Okay, there's a plot to smuggle jewels from Mexico by sewing them into the belly of a horse. Once Carradine, Waits and Kirkland get to Montana--where Carradine's responsible, honest and gullible brother Bill Pullman lives--they are going to cut the stallion open and split the loot. But Carradine is not honest, and he steals the horse and splits. Waits is not exactly sane, so he comes after Carradine with Kirkland in tow. The two travel in a Winnebago and Waits spends most of his time pacifying Kirkland with food and protecting her from sex with radioactive miners. 

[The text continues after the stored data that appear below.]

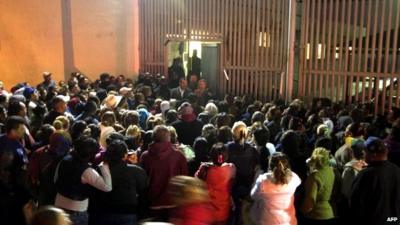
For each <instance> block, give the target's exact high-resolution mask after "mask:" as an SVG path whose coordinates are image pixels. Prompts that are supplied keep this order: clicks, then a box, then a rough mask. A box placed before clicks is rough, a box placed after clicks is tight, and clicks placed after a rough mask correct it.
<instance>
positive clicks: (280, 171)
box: [269, 152, 292, 184]
mask: <svg viewBox="0 0 400 225" xmlns="http://www.w3.org/2000/svg"><path fill="white" fill-rule="evenodd" d="M269 170H270V171H272V172H273V174H274V178H275V183H276V184H287V183H289V178H290V176H291V174H292V171H291V170H290V165H289V161H288V158H287V156H286V155H285V154H284V153H281V152H276V153H274V154H273V155H272V156H271V158H270V160H269Z"/></svg>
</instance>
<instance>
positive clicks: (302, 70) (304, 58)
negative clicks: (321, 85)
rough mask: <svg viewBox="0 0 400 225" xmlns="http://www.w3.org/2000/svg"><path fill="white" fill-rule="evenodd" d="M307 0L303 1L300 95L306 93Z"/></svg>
mask: <svg viewBox="0 0 400 225" xmlns="http://www.w3.org/2000/svg"><path fill="white" fill-rule="evenodd" d="M307 5H308V3H307V0H305V1H303V3H302V4H301V15H302V18H301V31H300V32H301V34H300V48H299V49H300V62H299V81H298V95H299V96H303V95H304V91H303V90H304V88H303V86H304V85H303V83H304V78H305V76H304V73H305V66H304V64H305V61H306V60H305V47H304V46H306V44H305V43H306V38H305V35H306V34H307V29H306V28H307V23H306V18H307V15H308V11H307V10H306V9H307Z"/></svg>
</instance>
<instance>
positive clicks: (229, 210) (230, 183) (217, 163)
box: [195, 143, 236, 225]
mask: <svg viewBox="0 0 400 225" xmlns="http://www.w3.org/2000/svg"><path fill="white" fill-rule="evenodd" d="M227 157H228V152H227V149H226V147H225V145H224V144H223V143H217V144H214V145H213V147H212V148H211V151H210V158H211V161H212V162H211V163H203V164H202V165H201V166H200V168H199V169H198V171H197V172H196V175H195V176H196V177H198V178H200V179H202V180H204V181H205V182H206V186H207V189H208V193H209V195H210V201H211V205H212V206H213V209H214V211H213V218H214V223H213V224H215V225H224V224H226V222H227V221H228V218H229V213H230V211H231V206H232V204H231V189H232V184H233V180H234V178H235V175H236V167H235V165H233V164H232V163H226V160H227Z"/></svg>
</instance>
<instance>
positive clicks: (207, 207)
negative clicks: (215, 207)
mask: <svg viewBox="0 0 400 225" xmlns="http://www.w3.org/2000/svg"><path fill="white" fill-rule="evenodd" d="M168 192H169V195H170V196H171V200H172V202H173V203H174V204H175V206H176V207H175V208H174V209H173V210H172V213H171V216H170V219H169V220H170V222H171V223H172V224H174V225H211V224H212V222H213V217H212V215H213V214H212V212H213V208H212V207H211V205H210V203H209V196H208V192H207V188H206V185H205V184H204V182H203V181H202V180H200V179H198V178H193V177H189V176H176V177H173V178H172V179H171V181H170V182H169V187H168Z"/></svg>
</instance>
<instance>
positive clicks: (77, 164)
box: [54, 136, 112, 225]
mask: <svg viewBox="0 0 400 225" xmlns="http://www.w3.org/2000/svg"><path fill="white" fill-rule="evenodd" d="M98 149H99V144H98V143H97V142H96V140H95V139H93V138H89V137H86V136H82V137H80V138H78V139H77V140H75V143H74V150H73V151H72V152H71V153H70V154H68V155H67V156H65V157H64V158H63V159H62V160H61V162H60V163H59V164H58V166H57V169H56V172H55V175H54V182H55V184H56V188H57V195H56V199H55V206H57V207H60V208H62V209H64V210H65V211H66V212H67V213H68V214H69V215H70V217H71V221H72V222H73V224H74V225H87V224H88V222H89V217H88V213H87V208H88V205H89V199H88V198H89V192H90V190H91V189H90V188H91V187H94V188H96V189H99V190H101V191H105V192H110V191H111V190H112V180H111V175H110V169H109V165H108V163H106V162H105V163H103V164H102V165H101V166H100V171H101V175H100V174H99V173H98V172H97V171H96V170H94V169H93V168H91V167H90V165H89V162H91V161H92V160H93V159H94V157H95V155H96V153H97V151H98Z"/></svg>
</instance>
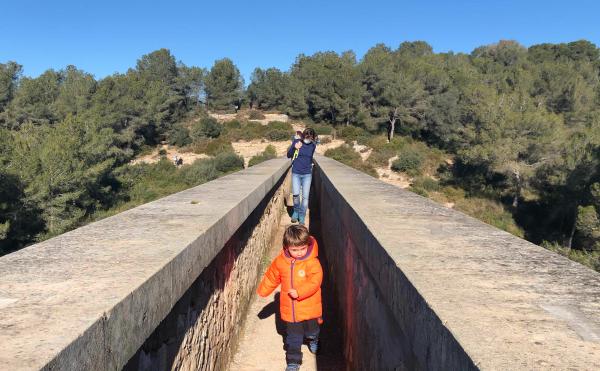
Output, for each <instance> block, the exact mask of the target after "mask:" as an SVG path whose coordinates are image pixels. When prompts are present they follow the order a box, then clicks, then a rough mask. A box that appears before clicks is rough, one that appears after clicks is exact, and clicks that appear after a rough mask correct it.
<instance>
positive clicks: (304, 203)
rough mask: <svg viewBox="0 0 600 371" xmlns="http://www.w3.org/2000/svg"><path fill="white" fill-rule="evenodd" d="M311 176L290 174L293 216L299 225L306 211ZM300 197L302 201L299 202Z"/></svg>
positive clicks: (303, 219) (295, 174)
mask: <svg viewBox="0 0 600 371" xmlns="http://www.w3.org/2000/svg"><path fill="white" fill-rule="evenodd" d="M311 181H312V174H296V173H292V195H293V196H294V215H293V216H297V217H298V220H299V221H300V222H301V223H304V218H305V217H306V210H308V195H309V194H310V182H311ZM300 195H302V200H300Z"/></svg>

Yeah, that's Jeff Bridges as the bartender. He's in this for like two minutes, but he's a pretty memorable character. 

Tom Waits and Sally Kirkland wear so many great, late 80s outfits that you should probably watch this movie just to see them. Meanwhile, Carradine has reunited with Pullman, giving him a prize stallion (with secret jewels sewn inside his gut) and promising to straighten up and fly right. Of course, all the while, Carradine is making plans to sell the jewels and split. But Waits is just too clever and buys some really expensive boots from a local shop owner to pin down the whereabouts of Carradine. Then Waits makes a big mistake: he throws the expensive boots away, attracting the attention of Sheriff Rip Torn. 



Also, Carradine has a young daughter who has been at boarding school while he's been off doing his outlawry.  They all reunite at Pullman's farm, and then Waits and Kirkland show up, Waits wanting to kill Carradine, Kirkland wanting to marry him. Carradine agrees to marry, because he's a spineless weasel and he wants to stay alive. Waits agrees not to kill Carradine, and hijacks Pullman to lead him to the jewels. Torn disguises himself as a preacher to perform the wedding and arrest all three ne'er-do-wells based on absolutely no evidence. Aw, I guess it's a little complicated to relate here. So I'm just going to post more pictures of Tom Waits.
It's goofy and sometimes almost good. Watch if you love the idea of the cast members in a totally unrealistic cowboy comedy.